本格的な登山道、そして山頂へ 肩の小屋を過ぎると本格的な登山道になる。岩ゴロゴロガレ場の急坂が続いている。乗鞍はハイヒールでも登れると聞いていたが、大違い。鎖場や梯子がないという意味だろうか。傘をさしながらも順調に上がる。先程来、目前の高峰が主峰剣ケ峰と思ったがいずれも外れて、先へ先へと入る。今度こそと思った目の前に現れた峰は蚕玉岳であった。一行は立ち止まることなく、小さな頂(2,979m)を越した。添乗員の声に、頂上小屋で最後の休憩を取る。雨は止まないが風がないのが幸いだ。最後の岩場をよじ登ると山頂・乗鞍神社であった。いつものように家族や飼い猫の健康をお願いする。先日、北海道の孫が来春には兄ちゃんになると連絡があり、その分お賽銭を奮発した。雨が強くなり、風も出て寒い。3,000mを超える地に立っているのだから当然だろう。三角点(3,026m)を踏み記念撮影をして下山開始。下りが苦手な上に岩が濡れている。傘を閉じて、滑らないように時には手も使い一歩、一歩慎重に足下を確保する。ヒョイヒョイ下るおばさん達に抜かれながらも、ペースを維持する。上り時に感じた程には急降下ではない。遅い方ではあったが肩の小屋に着き、乗鞍登山記念に雷鳥の人形を求めてお土産にした。
無事下山 小屋からは楽な道で、雨も小降りとなり、途中お花畑を回って畳平に戻った。高山植物は殆ど枯れてしまい、花は僅かにイワキキョウやリンドウ、チングルマが残っているだけだった。バスの中から携帯で自宅に無事下山を伝えると、家内は、予想外に早い連絡だったらしく驚いた。先程来の胸苦しさは消え去っていた。

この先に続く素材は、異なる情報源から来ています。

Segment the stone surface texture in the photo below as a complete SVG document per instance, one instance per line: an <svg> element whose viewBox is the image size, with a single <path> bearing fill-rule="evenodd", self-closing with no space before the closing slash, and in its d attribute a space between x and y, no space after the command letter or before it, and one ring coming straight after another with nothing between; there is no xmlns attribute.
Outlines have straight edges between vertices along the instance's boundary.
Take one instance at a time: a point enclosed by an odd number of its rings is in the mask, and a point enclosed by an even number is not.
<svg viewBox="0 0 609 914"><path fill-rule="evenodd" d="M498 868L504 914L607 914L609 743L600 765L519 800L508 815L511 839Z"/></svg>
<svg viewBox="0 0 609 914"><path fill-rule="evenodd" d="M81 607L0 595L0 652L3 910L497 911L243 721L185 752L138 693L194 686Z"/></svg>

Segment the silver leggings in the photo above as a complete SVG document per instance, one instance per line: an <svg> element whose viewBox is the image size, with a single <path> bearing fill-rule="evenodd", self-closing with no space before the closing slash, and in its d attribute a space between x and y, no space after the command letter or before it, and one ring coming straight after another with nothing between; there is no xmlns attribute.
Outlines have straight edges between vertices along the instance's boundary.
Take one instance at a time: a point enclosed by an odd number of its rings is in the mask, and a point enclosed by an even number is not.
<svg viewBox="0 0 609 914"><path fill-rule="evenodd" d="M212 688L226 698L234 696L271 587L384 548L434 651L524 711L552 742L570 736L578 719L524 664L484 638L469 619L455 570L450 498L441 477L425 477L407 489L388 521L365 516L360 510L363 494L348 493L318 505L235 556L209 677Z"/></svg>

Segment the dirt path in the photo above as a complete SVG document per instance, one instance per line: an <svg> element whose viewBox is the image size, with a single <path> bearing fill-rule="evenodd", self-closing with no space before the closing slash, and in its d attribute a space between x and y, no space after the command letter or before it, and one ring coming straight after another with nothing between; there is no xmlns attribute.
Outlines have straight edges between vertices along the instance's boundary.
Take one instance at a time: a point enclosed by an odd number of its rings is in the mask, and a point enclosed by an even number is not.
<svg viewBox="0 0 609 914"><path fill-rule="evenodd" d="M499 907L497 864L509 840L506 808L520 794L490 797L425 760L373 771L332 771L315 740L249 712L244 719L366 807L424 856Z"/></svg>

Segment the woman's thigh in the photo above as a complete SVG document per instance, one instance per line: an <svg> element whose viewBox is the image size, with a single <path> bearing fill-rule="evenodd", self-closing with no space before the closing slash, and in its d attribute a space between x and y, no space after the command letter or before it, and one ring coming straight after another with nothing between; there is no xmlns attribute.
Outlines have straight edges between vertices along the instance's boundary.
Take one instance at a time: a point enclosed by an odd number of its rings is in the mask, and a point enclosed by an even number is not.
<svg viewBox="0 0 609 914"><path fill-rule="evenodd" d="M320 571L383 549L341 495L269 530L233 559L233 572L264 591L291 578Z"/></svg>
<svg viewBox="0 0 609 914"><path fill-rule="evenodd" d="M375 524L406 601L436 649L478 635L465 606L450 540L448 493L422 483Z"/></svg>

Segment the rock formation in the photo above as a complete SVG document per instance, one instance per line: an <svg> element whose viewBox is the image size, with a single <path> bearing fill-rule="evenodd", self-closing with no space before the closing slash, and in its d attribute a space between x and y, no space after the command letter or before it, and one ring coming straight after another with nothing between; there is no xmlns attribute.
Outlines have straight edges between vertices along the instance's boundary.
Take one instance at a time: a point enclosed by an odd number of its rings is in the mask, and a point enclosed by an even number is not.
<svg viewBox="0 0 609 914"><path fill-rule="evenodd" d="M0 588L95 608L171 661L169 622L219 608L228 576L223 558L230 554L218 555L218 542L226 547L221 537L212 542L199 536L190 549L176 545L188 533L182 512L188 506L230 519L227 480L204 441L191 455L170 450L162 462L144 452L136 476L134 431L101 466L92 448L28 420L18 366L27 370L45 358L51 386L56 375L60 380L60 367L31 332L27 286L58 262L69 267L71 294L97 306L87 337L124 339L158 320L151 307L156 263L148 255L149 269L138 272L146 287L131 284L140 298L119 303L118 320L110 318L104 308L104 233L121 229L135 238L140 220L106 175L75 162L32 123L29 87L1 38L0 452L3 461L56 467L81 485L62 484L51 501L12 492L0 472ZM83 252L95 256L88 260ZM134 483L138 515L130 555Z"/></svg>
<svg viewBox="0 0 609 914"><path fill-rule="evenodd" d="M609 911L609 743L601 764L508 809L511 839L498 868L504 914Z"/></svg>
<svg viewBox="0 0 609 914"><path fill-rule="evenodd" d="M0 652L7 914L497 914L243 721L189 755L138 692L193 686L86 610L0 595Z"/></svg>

乗鞍岳を我が山歩き里歩きリストに加えることができ、300号達成記念になった。安房トンネルの開通もあって東京から近くなり、簡単な名山ということで登山機会を窺っていた。数年前、飛騨高山旅行の際計画したが、天候が悪く当日朝になって断念したことがあった(99.6.20)。今回も台風接近でどうなることかと思ったが、雨の中無事登頂し下山することができてホットし、展望や花畑は次回の楽しみとなった。最近購入したGORE-TEX製レインコートがまた役に立った。(03/9/20,21 98/100)
追記 乗鞍岳は3000mの高峰である。アクセスが悪く、夜行登山バスで畳平から登った。周囲は荒涼としたガレ場だったと思う。雨中だったがそう難渋せずに山頂に立った。後日岐阜県境野麦峠から眺めた乗鞍も印象的であった(07.5.20)。その後 、乗鞍高原へと検討したが、バスの乗り継ぎが悪く実行できない儘、今日に至った。